Sustainable farming and ranching practices ensure that the viability of the land for future agricultural use can continue into the future. The use of fertilizer in Ventura County accounted for approximately 60 percent of countywide agricultural greenhouse gas (GHG) emissions in 2015. Fertilizers commonly used in commercial agriculture decompose over time in soil to produce nitrous oxide (N2O) gasses, which are harmful GHGs. The addition of these GHGs contribute to the overall pollution emissions in the County.

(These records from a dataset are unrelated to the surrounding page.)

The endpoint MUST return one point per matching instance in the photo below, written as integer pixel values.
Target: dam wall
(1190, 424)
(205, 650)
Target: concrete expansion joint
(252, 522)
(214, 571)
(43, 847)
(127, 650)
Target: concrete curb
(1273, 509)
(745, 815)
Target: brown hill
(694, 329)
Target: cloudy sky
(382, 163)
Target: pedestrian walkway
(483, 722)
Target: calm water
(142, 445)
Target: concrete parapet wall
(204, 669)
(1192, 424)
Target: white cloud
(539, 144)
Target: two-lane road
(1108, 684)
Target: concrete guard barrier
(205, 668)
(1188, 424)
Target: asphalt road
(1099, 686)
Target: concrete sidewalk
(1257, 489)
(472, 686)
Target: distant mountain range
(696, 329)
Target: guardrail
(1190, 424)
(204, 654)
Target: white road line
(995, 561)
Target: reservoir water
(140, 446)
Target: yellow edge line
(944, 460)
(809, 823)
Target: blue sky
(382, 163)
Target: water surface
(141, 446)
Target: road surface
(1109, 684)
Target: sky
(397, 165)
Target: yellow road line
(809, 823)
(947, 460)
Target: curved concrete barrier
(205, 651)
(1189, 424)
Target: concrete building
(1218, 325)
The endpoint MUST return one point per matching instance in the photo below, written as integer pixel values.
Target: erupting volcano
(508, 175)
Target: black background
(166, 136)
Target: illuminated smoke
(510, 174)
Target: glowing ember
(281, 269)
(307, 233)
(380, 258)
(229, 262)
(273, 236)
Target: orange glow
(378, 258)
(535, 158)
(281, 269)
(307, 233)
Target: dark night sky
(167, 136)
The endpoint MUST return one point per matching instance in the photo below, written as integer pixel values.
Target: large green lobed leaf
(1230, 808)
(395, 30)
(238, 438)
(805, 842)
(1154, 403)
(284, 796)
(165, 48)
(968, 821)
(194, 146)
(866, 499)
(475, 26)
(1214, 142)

Truly sustainable farming and ranching also requires agricultural practices and operations that are less dependent on fossil fuels, an energy source that is typically used to run most agricultural related equipment. In 2015, gasoline- and diesel-powered off-road agricultural equipment other than irrigation pumps accounted for 27 percent of countywide agricultural GHG emissions. For existing diesel equipment, renewable diesel is a cost-effective alternative fuel option. This reduces the need for equipment modifications or replacements. Although the supply of renewable diesel is currently far exceeded by that of conventional diesel, the state is already making efforts to increase the supply of renewable diesel in the short- and long-term through the Low Emission Diesel regulation and the Low Carbon Fuels Standard.
The policies in this section seek to enhance the sustainability of agriculture in the county by transitioning away from fossil fuels to renewable energy sources.